Feelings of nervousness, apprehension, or worry are not only normal but useful in guiding behavior. Mild anxiety is what drives us to look both ways before crossing a busy street. Anxiety helps push us to study a little harder for an upcoming test or not to take lightly big decisions that impact our lives.
A little bit of anxiety is a good thing. Without it, we'd be prone to risky behaviors and more vulnerable to dangerous situations. Sometimes, though, anxiety ramps up to the point where it is no longer useful or helpful.

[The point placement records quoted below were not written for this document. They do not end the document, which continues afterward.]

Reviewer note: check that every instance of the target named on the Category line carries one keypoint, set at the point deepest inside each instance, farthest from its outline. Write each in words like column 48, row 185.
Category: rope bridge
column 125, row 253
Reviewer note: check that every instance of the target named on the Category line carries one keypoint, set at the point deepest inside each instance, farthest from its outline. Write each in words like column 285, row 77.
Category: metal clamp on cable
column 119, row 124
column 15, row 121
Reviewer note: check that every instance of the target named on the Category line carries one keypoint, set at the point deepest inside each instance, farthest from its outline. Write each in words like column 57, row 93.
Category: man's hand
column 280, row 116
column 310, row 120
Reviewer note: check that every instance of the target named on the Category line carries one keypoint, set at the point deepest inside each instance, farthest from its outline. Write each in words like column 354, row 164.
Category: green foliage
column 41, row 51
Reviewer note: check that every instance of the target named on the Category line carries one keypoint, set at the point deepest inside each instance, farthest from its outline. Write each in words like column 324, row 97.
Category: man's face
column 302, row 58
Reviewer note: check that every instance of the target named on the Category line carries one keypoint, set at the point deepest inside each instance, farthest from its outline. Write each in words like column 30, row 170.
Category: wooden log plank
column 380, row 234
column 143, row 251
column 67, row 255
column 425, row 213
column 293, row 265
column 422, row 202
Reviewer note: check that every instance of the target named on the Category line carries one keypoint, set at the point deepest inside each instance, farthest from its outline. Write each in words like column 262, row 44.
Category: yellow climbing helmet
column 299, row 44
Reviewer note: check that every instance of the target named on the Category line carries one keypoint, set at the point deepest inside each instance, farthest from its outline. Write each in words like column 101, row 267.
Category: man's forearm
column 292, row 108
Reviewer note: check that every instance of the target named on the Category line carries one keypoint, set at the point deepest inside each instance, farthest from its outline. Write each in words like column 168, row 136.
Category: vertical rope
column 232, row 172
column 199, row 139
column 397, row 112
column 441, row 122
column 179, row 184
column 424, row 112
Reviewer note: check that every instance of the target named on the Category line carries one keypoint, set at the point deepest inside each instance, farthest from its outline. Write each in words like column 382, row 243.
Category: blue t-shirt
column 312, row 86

When Is Anxiety a Problem?
It's not always easy to tell when anxiety increases to the point of being detrimental. So, it's important to know the signs.
Anxiety may be a problem if:
- It interferes with your life. You feel so anxious that you're unable to complete daily tasks.
- You struggle to find calm and peace from day-to-day. You may feel in a constant state of worry or panic.
- Your brain can't tell the difference between a fearful situation that's real or one that's imagined. Your mind may make up dangerous scenarios that don't require a fearful response.
Therapists or healthcare professionals undergo training in the treatment of anxiety to evaluate whether it has spiraled out of control. That can be especially important for those who have experienced past trauma and may be more vulnerable.
Anxiety and Trauma
Anxiety is a natural response to a traumatic event. When we experience physical or emotional trauma, it triggers an anxiety response in our brains. That protects you during times of danger.
Sometimes, however, the anxiety response hangs on for too long. Feelings of fear or panic persist even though the situation that triggered them has long subsided. In such cases, the brain is continuing to respond in the same way to protect you.